“Go gargle,” she said, and she added, “Mercy! The beans!”
Nora stood, regarded her parents balefully, and left the room. From upstairs, shortly, came a sound suggesting bad drains, excepting for the fact that, to an acute listener, it would have become evident that the burbling monody was trying to be a song. This was the case: Nora was gargling, “Aloha Ohe.”

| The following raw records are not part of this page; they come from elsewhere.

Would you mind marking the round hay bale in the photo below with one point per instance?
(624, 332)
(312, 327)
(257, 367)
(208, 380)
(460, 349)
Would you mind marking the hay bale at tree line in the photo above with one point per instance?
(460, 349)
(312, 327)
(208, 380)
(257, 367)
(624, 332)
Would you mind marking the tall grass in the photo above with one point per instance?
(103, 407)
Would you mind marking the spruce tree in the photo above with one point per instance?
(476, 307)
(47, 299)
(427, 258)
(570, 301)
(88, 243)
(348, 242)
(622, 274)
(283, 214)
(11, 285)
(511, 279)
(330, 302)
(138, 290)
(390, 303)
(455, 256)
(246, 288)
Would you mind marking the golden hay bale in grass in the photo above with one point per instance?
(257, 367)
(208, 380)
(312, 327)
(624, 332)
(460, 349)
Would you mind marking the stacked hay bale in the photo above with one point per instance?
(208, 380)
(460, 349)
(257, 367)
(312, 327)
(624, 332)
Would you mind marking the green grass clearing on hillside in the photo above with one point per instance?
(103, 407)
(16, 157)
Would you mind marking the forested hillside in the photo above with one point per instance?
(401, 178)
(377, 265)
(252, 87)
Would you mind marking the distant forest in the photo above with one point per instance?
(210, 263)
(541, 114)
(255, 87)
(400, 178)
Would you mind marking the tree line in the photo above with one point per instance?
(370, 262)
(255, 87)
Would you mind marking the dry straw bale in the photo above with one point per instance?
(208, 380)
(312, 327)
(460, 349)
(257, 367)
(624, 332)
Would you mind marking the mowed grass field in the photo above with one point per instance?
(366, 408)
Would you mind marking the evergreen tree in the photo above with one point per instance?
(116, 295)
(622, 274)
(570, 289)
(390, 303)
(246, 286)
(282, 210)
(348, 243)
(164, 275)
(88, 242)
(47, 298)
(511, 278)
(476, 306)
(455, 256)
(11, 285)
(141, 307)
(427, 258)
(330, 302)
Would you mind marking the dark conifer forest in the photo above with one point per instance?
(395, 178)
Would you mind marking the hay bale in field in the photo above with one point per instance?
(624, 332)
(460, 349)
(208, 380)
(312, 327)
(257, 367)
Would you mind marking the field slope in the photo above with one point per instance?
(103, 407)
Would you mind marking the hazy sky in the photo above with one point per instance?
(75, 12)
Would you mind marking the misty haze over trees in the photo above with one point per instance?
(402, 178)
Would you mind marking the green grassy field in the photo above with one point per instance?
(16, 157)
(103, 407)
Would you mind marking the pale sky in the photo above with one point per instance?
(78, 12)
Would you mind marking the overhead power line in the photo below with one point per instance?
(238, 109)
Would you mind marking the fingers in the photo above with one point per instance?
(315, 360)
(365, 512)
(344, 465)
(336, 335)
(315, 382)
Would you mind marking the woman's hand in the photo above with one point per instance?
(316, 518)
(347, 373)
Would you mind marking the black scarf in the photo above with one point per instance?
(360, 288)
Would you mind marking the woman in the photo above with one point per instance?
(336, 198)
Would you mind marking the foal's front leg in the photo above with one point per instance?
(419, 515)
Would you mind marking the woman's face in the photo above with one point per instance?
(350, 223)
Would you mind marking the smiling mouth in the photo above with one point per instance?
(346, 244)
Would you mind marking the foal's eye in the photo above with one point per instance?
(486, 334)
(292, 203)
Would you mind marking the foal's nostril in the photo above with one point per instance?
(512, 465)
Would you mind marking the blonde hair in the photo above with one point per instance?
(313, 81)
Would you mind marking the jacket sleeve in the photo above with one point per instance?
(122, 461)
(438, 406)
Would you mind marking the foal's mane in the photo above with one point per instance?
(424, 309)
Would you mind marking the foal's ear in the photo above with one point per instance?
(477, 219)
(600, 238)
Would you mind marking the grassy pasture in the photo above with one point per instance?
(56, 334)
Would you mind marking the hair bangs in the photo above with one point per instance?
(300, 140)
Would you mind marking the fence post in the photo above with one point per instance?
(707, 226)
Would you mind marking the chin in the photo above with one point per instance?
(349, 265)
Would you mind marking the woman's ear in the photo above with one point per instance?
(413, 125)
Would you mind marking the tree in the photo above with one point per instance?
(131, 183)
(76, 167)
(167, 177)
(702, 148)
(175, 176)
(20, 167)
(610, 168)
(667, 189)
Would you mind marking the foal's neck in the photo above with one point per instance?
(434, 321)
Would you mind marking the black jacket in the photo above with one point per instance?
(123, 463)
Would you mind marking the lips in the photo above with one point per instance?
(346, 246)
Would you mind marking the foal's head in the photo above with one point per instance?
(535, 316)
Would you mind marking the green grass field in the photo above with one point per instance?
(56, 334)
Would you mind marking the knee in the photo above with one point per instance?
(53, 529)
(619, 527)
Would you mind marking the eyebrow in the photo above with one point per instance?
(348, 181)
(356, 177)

The front door opened again and Chuck came to the kitchen, his arms heavy with packages. “Unload me, somebody,” he cried. “Boy! What a day! Downtown, it’s like a Cecil B. de Mille mob scene. So many people, you’d think they were giving everything away, not selling it.”
“Be worse, tomorrow,” Henry said, helping his son. “Shop early, they tell you. Serves me right.”
Unloaded, still coated, Chuck heard the sound from above. “What’s that?” He identified the theme and went to the foot of the stairs to add a falsetto alto.
The bathroom door slammed—all but shattered.
2
It was a beautiful morning—and that was the hell of it.
So Nora thought when she opened her eyes.
She dressed lugubriously. Lugubriously, she went downstairs for breakfast. Ted was there. Charles was still asleep. Her father was downtown doing a few “last-minute” things, Beth said.